Il y a cinquante ans, éclate le « boom latino-américain ». Pleines d’audace, remplies de poésie, d’humour, de grâce et d’élégance, ces œuvres expriment une maturation littéraire surprenante. Mouvement intemporel, le « réalisme magique » prend son essence autour d’auteurs tels que le colombien Gabriel Garcia Marquez – prix Nobel de littérature 1982 – ou le péruvien Mario Vargas Llosa – primé en 2010 – et tant d’autres au centre desquels figure l’œuvre de l’argentin Julio Cortázar et dont l’Argentine fête cette année le centenaire de sa naissance. En 1963, la parution de son roman novateur Marelle (Rayuela) créé l’effet d’une bombe. Ce mélange expérimental et complexe d’éléments surnaturels et irrationnels dans un décor réaliste, entre Paris et Buenos Aires, nous ouvre les portes d’un univers fantastique aux multiples sorties.
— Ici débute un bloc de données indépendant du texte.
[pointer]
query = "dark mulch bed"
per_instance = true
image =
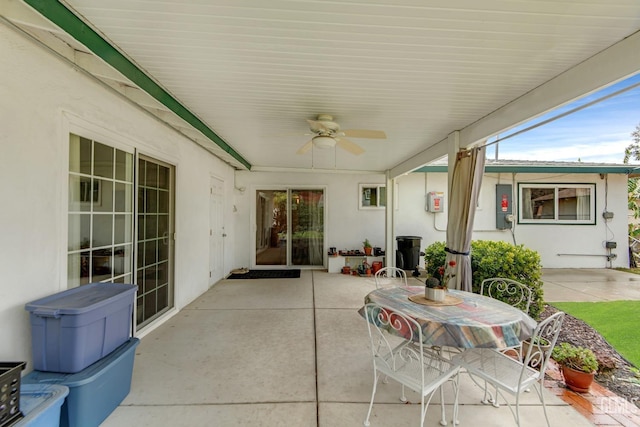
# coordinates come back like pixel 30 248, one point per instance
pixel 615 371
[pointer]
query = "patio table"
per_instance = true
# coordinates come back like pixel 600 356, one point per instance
pixel 477 321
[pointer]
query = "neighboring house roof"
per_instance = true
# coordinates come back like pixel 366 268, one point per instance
pixel 536 166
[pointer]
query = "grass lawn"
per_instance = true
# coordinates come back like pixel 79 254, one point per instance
pixel 616 321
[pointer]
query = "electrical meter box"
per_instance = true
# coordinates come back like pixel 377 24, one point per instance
pixel 435 201
pixel 504 207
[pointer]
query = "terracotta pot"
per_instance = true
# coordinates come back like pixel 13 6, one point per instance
pixel 577 380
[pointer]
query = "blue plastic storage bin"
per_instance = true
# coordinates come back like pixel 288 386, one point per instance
pixel 41 404
pixel 72 329
pixel 95 392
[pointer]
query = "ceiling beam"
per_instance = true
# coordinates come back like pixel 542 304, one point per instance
pixel 611 65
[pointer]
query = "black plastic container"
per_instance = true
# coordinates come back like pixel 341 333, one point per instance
pixel 10 373
pixel 408 256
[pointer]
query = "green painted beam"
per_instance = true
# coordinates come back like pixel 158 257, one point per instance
pixel 625 170
pixel 57 13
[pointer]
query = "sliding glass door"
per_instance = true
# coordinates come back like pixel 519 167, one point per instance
pixel 290 227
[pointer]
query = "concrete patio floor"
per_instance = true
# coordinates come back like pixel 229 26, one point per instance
pixel 293 352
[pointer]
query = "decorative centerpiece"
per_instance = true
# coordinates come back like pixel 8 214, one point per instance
pixel 368 248
pixel 436 288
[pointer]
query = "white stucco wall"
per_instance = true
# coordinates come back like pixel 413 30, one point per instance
pixel 553 242
pixel 42 98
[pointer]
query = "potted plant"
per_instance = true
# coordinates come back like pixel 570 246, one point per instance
pixel 578 364
pixel 433 290
pixel 367 247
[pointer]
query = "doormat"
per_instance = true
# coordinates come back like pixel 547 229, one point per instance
pixel 267 274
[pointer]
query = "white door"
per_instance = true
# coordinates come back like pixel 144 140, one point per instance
pixel 216 231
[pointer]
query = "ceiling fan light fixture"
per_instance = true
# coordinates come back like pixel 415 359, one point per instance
pixel 324 141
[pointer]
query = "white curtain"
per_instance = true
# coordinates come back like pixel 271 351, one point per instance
pixel 463 199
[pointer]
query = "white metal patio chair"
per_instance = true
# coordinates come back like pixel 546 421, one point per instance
pixel 511 375
pixel 390 276
pixel 509 291
pixel 398 353
pixel 515 294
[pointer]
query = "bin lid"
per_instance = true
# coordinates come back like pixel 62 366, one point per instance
pixel 35 399
pixel 88 374
pixel 79 300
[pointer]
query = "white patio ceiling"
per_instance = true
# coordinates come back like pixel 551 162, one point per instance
pixel 254 71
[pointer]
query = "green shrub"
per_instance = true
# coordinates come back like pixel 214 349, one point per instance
pixel 578 358
pixel 497 259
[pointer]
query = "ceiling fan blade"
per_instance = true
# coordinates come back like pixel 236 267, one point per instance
pixel 365 133
pixel 349 146
pixel 306 147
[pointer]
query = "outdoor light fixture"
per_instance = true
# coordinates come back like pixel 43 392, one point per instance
pixel 324 141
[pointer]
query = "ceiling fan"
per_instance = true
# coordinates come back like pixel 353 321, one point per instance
pixel 327 134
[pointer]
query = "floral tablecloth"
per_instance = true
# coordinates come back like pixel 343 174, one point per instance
pixel 478 321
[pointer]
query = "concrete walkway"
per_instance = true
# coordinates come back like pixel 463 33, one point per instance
pixel 572 284
pixel 294 352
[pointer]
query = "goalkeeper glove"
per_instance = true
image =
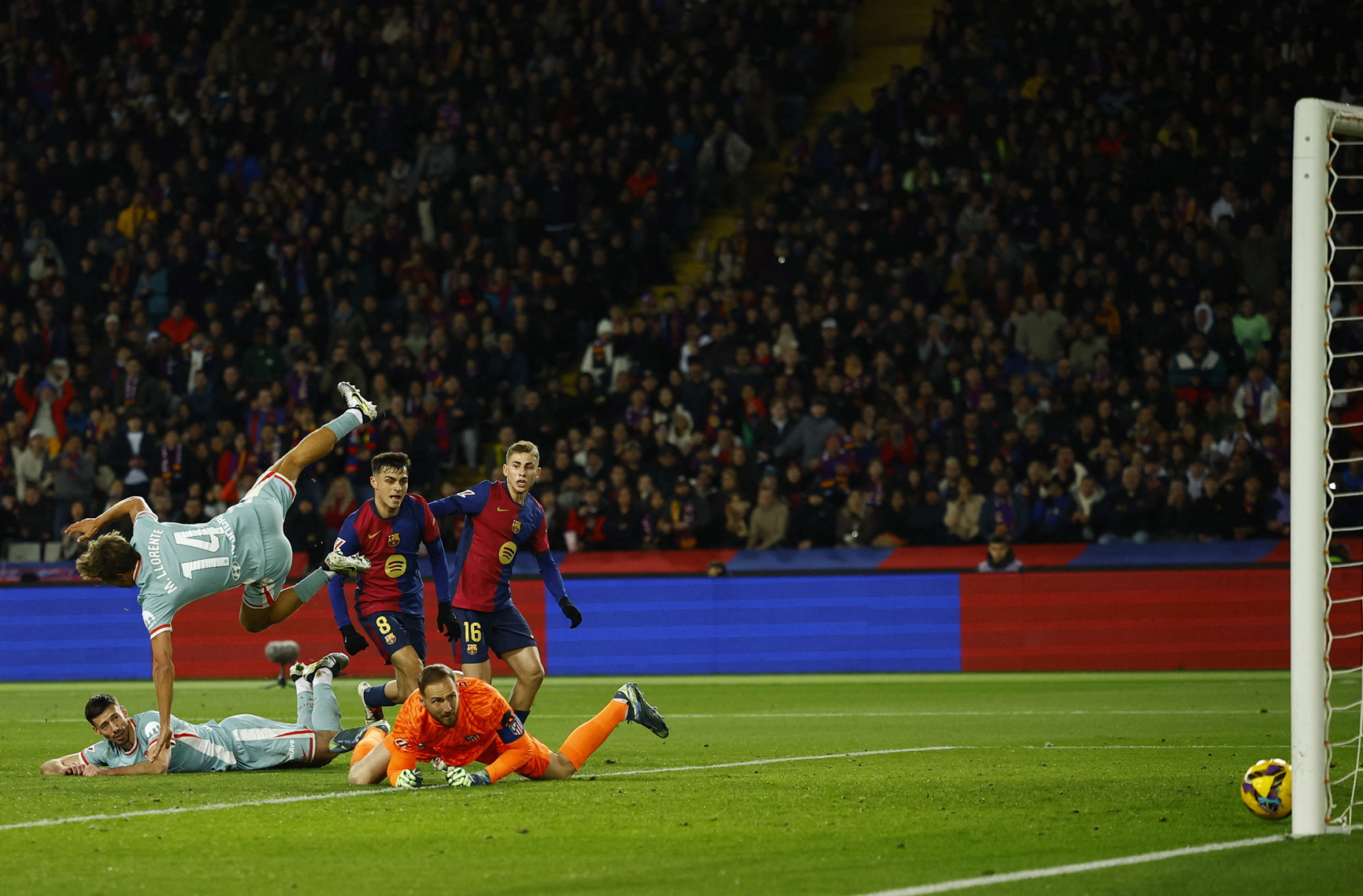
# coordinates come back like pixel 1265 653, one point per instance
pixel 447 622
pixel 408 779
pixel 354 640
pixel 572 613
Dans Marelle, les règles laissent place aux nuances, hasards et improbabilités. Illusion romanesque et jouissance de s’éloigner d’une phrase à l’autre, ligne après ligne, de tout ce qui nous entoure. Comme dans un vaste éventail de tempos bercé par une rythmique diversifiée, rien n’est continuité mais tout est lié. Les 155 chapitres du livre se lisent, soit de façon linéaire, du chapitre 1 au chapitre 56, soit en partant du chapitre 73 et en suivant un ordre proposé en début de livre par l’auteur, en sautant ainsi de case en case. L’argentin, né à Bruxelles puis naturalisé français, introduit donc son lecteur dans son œuvre de manière ludique pour qu’il puisse reconnaître les innombrables allusions et décrypter leurs couleurs et leurs tons. Truffé de références savantes, le roman détonne par son lot d’occurrences. Si c’est une véritable bouffée d’air, il ne faut toutefois pas s’attendre à une simple récréation.
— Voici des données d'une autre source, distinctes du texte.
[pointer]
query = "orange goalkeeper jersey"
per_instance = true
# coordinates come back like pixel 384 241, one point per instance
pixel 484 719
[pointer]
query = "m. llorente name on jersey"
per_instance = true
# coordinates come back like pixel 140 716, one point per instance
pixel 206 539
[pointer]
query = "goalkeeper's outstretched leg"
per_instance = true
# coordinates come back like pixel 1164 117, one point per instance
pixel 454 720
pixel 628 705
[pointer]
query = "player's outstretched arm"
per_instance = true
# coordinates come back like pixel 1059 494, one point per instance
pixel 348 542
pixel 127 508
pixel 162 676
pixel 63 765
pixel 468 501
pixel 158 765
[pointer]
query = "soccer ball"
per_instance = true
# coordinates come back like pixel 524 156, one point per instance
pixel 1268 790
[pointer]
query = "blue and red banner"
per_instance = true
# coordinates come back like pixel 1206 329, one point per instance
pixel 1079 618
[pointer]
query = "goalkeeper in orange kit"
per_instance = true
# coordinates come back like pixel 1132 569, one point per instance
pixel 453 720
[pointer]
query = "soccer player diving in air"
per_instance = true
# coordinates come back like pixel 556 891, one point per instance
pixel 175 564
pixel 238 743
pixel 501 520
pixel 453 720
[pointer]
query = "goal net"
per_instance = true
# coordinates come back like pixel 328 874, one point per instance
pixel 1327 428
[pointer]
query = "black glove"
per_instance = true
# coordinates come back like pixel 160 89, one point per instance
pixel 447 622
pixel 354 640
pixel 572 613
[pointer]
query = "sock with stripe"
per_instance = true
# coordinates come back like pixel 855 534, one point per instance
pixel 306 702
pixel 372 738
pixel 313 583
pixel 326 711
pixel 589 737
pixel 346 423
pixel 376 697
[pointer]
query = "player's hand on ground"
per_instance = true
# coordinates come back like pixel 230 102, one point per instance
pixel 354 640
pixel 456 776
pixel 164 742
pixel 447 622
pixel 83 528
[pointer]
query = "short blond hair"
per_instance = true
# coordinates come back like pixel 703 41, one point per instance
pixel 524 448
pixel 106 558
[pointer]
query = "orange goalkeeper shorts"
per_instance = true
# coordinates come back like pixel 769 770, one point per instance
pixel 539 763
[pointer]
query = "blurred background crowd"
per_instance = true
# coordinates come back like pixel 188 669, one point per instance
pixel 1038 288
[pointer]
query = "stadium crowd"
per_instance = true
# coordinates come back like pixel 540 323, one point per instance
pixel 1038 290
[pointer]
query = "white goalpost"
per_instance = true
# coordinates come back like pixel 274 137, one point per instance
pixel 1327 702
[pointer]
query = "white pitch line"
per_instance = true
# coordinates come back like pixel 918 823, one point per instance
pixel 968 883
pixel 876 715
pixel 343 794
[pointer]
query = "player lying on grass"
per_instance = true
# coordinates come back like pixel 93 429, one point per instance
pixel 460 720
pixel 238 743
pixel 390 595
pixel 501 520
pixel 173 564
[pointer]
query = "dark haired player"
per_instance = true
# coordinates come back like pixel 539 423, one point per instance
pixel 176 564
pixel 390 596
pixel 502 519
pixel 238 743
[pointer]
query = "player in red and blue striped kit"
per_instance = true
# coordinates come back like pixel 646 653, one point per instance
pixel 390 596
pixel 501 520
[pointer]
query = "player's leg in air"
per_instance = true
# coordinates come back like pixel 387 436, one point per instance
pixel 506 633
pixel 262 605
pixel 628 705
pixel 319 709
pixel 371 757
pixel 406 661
Terre. Un. Deux. Exil volontaire. Récit d’élans, en miroir entre les rues parisiennes et porteñas. Tourmentée et conversée : Marelle est une destination intercontinentale. Un roman dans lequel se croisent plusieurs mondes et où la nostalgie d’être et de ne plus être ensemble, nous envahit.

Trois. Quatre. Cinq. Urbain et musical. Sur fond de jazz comme pour symboliser le Paris en noir et blanc, Horacio Oliveira – figure de l’auteur –, immigré argentin, vit avec Sybille, une uruguayenne dont le fils Rocamadour est malade. Dans la capitale française, Horacio côtoie un groupe d’amis artistes : Le Club du Serpent. De l’érotisme, du bon vin, l’art et la Seine où circule un courant de ‘Pataphysique.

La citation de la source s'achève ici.